The Mebd rode on Will’s left side and Morgan on his right; as they had passed under the archway of the palace gate, Morgan caught his sleeve. When he had turned to her, unwilling to meet her eyes, the Mebd had reined her ink-black gelding shoulder to shoulder with the milk-white mare and reached over Will’s bowed head and hunched shoulders to press something onto his brow. A circlet, a band of resilient gold; he saw its reflection in Morgan’s eyes.
“You knew,” he said to the woman he had loved.
She nodded and swept a hand through the wire-curled tumult of her hair. “I chose,” she said simply, turning away again. Her bay horse dipped a white-blazed face as if to crop the grass at the roadside; Morgan twitchedthe reins and the mare snorted, soft purls steaming from her nostrils.
“I thought it would help him, in the end. We need your Christofer whole, sweet William.”
“Do not…” The mare tossed her head as his hands tightened on the reins. He forced himself drape them loose against her neck. She settled into her easy pace again. The horse knows her own way home.
“Don’t … what, my love?”
The Mebd rode close, within hearing of the softest murmur. Shadows seemed to grasp around the edge of things. Clutching branches and rustling limbs. Willow be walk, if yew travels late.
“Don’t call me pet names,” he said, hoping his voice sounded disinterested. “I saw.”
She smiled. White teeth winked in the corner of his eye. “Kit and me?”
“Aye.” The heat of his furious blush.
The clawing shadows crowded closer to the road; Will, with ease, could imagine them, pitchfork-wielding demons.
“Ah,” she said. Yes. “Lovely boy. Very sweet in bed. Far too easy to manipulate. Twas one of the flaws I had hoped Lucifer could correct in him.”
“As if Hell were a schoolboy caning.”
“But Master Shakespeare,” honest startlement, her gray eyes wide in the moonlight, “it is.”
Whatever he might have found to say in response was ended by the flicker of a lantern a few hundred yards ahead, emerging through gaudy, rustling October leaves. The low yellow flame rested at ground level, silhouetting a square, glass-sided frame, the interleaved cobbles of a crossroads, and the shining dark hooves of a massive steed. It limned the figure on the stallion’s back from beneath the soft black velvet of his doublet, the sovereign shine of his hair. The kind alabaster arch of his enormous wings cast their own pale glow, feather edges stained gold over silver by the candlelight.
Morgan placed a warm hand on the small of Will’s back. He rode forward as much to elude the touch as because that was where his white mare took him. From the corner of his eye, Will thought perhaps he saw Morgan’s cheeks shining.
“Tell Kit,” he said, his voice cracking. “Tell Kit I bid him care for my Annie and my girls.”
Whatever she might have said in return died on her lips, or under the peals of the white mare’s hooves as she bore Will forward beneath the mighty wings of the Prince of Hell.

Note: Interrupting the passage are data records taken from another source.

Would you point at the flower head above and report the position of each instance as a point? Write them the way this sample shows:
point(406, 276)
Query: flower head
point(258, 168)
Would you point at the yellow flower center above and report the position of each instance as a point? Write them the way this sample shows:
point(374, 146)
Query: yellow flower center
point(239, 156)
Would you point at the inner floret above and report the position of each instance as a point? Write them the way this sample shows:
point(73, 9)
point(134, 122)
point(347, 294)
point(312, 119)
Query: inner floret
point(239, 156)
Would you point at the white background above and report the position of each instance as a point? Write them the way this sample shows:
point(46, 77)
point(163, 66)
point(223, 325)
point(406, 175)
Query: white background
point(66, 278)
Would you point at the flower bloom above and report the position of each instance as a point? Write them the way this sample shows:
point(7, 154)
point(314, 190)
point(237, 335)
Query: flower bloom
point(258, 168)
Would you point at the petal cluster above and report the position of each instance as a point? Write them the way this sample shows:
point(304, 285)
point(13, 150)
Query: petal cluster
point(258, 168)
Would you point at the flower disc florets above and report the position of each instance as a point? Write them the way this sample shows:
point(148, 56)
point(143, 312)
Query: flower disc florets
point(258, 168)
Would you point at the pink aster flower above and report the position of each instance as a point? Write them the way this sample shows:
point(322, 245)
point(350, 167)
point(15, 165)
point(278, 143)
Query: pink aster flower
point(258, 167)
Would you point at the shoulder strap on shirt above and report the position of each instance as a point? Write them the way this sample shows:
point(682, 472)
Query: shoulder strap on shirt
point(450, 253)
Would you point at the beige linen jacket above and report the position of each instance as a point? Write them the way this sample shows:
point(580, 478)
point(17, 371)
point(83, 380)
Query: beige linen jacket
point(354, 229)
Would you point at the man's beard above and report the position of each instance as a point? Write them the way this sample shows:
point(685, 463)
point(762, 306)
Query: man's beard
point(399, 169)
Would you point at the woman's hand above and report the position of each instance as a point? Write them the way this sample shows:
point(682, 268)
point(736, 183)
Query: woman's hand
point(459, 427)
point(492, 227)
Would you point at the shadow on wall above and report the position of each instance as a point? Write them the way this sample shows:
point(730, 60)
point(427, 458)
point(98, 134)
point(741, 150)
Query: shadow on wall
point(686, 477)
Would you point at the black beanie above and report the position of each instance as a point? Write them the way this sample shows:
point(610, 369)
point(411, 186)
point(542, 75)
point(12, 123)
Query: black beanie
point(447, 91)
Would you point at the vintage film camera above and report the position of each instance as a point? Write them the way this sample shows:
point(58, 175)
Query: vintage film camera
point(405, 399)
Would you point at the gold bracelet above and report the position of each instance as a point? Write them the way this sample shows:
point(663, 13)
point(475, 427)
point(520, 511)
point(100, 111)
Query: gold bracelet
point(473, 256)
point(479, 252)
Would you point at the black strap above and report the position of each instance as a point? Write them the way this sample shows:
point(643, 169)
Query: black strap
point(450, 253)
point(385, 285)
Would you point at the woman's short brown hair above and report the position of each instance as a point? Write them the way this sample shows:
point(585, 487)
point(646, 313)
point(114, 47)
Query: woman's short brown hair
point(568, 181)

Lucifer turned his horse and, leaving the lantern where it lay, led Will and his strange knowing mount into darkness and down.
“You have the look of a man who will be hard to buy, Master Shakespeare”
“Buy, and not break?”
“And yet you have an imagination. That is well. I invite you to contemplate that we will be together for eternity. Will you serve willing?”
“I came willing, Will answered.”
“No one comes willing” Lucifer said. “They come because they have no other choice. Or because they will accept no other choice presented them. Or rarely, as thy lover Marley learned, because they have come to understand that Hell is all around them, and that they have never been out of it once”
Will blinked. The sway of the white mare under him was growing comfortable. He forgot himself enough to turn in the saddle and look up at Lucifer’s face. The rebel angel smiled down slantwise.
“This is Hell? I had expected”
“Torment.”
“Aye”
Lucifer hesitated. Will realized that his black steed wore no reins.